Tanvir Chowdhury
- Tanvir during his playing days

Personal information
- Full name: Mohamed Tanvir Chowdhury
- Date of birth: 25 September 1977
- Place of birth: Natore, Bangladesh
- Date of death: 9 October 2018 (aged 41)
- Place of death: Natore, Bangladesh
- Height: 1.65 m (5 ft 5 in)
- Position: Winger

Senior career*
- Years: Team / Apps / (Gls)
- 1995–1996: Victoria SC
- 1997–2001: Badda Jagoroni
- 2000: → Chittagong Abahani (loan)
- 2001–2002: Dhaka Abahani
- 2002–2003: Arambagh KS
- 2004–2009: Sheikh Russel KC
- 2005–2006: → Muktijoddha Sangsad (loan)
- 2009–2010: Brothers Union

International career
- 1998: Bangladesh U16 / 4 / (1)
- 2000: Bangladesh U19 / 3 / (?)
- 2000: Bangladesh / 3 / (0)

= Tanvir Chowdhury =

Bangladeshi footballer (1977–2018)

Tanvir Chowdhury (তানভীর চৌধুরী; 25 September 1977 – 9 October 2018) was a Bangladeshi former footballer who played as a right winger.

==Club career==
Tanvir began his career in the Dhaka First Division League with Victoria SC in 1995. Tanvir made his Premier Division League debut with Badda Jagorani in 1999. He came to the limelight during the 2000 National League with Chittagong Abahani. He won the Best Player Award and received Tk 50,000 along with a motorcycle. He received a club highest Tk 7.5 lakh salary from Sheikh Russel KC for the 2007 B.League.

==International career==
In 1998, Tanvir represented Bangladesh at the 1998 AFC U-16 Championship. During the tournament he scored against South Korea U16 in a 1–2 defeat. In 2000, he played in the 2000 AFC Youth Championship qualifiers. On 2 May 2000, he made his debut for the Bangladesh national team as a 61st-minute substitute during a 1–1 draw with India in the Maldives Invitational Football Tournament. In the same year, he participated in a friendly match against India in London.

==Death==
On 19 May 2015, Tanvir was caught in a bus accident while returning to Dhaka from his village in Natore. The passenger beside him died on spot, while Tanvir suffered a severe head injury and immediately lost consciousness. He was kept on life support for thirteen days, before regaining consciousness on 28 July 2015. His former teammates also arranged a press conference seeking public assistance, in June 2015. His treatment at Square Hospital lasted for three months, and eventually, he was admitted to a Paralysis Rehabilitation Center on 24 August 2015. BFF also donated Tk 2 lakhs to aid his treatment.

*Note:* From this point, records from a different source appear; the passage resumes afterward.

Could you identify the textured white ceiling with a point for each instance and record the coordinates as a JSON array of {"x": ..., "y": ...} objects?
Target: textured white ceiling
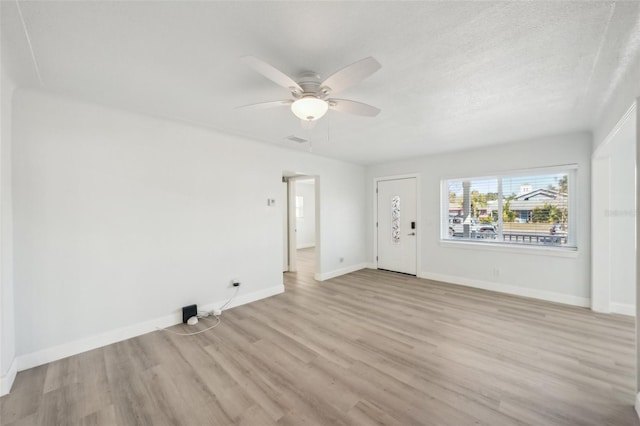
[{"x": 454, "y": 75}]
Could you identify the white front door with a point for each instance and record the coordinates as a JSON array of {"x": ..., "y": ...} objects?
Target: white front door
[{"x": 397, "y": 225}]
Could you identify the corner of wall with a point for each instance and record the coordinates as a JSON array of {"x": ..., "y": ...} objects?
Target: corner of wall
[{"x": 7, "y": 379}]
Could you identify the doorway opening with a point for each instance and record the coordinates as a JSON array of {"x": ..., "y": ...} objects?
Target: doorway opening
[{"x": 301, "y": 251}]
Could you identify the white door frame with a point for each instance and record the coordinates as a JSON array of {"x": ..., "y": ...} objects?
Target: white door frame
[
  {"x": 291, "y": 221},
  {"x": 419, "y": 224}
]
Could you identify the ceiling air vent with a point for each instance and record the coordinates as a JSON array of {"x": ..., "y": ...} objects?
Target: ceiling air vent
[{"x": 296, "y": 139}]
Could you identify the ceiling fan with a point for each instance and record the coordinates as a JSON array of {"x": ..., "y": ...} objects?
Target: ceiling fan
[{"x": 310, "y": 96}]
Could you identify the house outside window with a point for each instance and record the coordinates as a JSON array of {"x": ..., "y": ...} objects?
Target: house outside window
[{"x": 523, "y": 208}]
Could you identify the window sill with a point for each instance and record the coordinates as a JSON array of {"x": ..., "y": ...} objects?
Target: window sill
[{"x": 571, "y": 252}]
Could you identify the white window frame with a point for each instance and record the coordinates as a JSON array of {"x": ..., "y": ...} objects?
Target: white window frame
[{"x": 572, "y": 233}]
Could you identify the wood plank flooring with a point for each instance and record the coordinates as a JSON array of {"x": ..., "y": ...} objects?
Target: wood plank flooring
[{"x": 368, "y": 348}]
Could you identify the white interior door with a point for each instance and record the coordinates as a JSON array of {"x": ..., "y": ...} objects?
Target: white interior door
[
  {"x": 397, "y": 225},
  {"x": 285, "y": 227}
]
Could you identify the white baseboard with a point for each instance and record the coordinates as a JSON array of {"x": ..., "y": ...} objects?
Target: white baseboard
[
  {"x": 305, "y": 245},
  {"x": 550, "y": 296},
  {"x": 623, "y": 309},
  {"x": 6, "y": 381},
  {"x": 72, "y": 348},
  {"x": 338, "y": 272}
]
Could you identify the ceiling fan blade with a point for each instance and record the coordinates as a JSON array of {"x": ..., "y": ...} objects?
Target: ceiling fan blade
[
  {"x": 353, "y": 107},
  {"x": 271, "y": 104},
  {"x": 272, "y": 73},
  {"x": 351, "y": 74}
]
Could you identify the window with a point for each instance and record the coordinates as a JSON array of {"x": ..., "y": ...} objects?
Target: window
[
  {"x": 528, "y": 208},
  {"x": 299, "y": 207}
]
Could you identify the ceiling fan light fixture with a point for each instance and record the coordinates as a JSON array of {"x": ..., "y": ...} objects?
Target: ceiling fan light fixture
[{"x": 309, "y": 108}]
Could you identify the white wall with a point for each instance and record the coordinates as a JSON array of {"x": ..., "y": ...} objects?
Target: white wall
[
  {"x": 123, "y": 218},
  {"x": 7, "y": 331},
  {"x": 529, "y": 272},
  {"x": 622, "y": 220},
  {"x": 306, "y": 226}
]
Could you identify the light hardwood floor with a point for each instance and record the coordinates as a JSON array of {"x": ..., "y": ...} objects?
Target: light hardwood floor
[{"x": 370, "y": 347}]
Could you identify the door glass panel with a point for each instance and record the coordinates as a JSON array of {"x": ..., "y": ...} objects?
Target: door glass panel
[{"x": 395, "y": 219}]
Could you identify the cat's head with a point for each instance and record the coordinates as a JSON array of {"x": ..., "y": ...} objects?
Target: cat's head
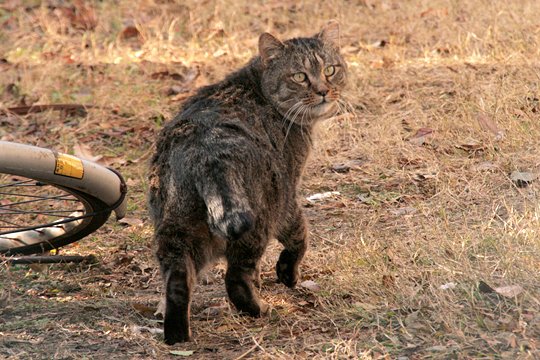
[{"x": 303, "y": 77}]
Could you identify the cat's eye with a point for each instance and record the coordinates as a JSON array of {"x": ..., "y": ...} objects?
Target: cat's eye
[
  {"x": 299, "y": 77},
  {"x": 329, "y": 70}
]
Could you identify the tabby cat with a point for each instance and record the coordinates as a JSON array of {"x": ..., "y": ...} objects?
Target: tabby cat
[{"x": 225, "y": 173}]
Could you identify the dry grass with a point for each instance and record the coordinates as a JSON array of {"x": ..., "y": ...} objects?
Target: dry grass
[{"x": 414, "y": 213}]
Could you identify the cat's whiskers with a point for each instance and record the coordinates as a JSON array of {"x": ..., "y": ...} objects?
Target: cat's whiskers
[
  {"x": 290, "y": 111},
  {"x": 292, "y": 120}
]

Tanvir died on 9 October 2018, while being treated at the Natore Sadar Hospital. The cause of dead was due to a sudden drop in his blood sugar level. He left behind his wife and two daughters.

==Honours==
Badda Jagorani Sangsad
- Dhaka First Division League: 1997–98

Abahani Limited Dhaka
- Dhaka Premier Division League: 2001

Individual
- 2000 – National League Best Player Award.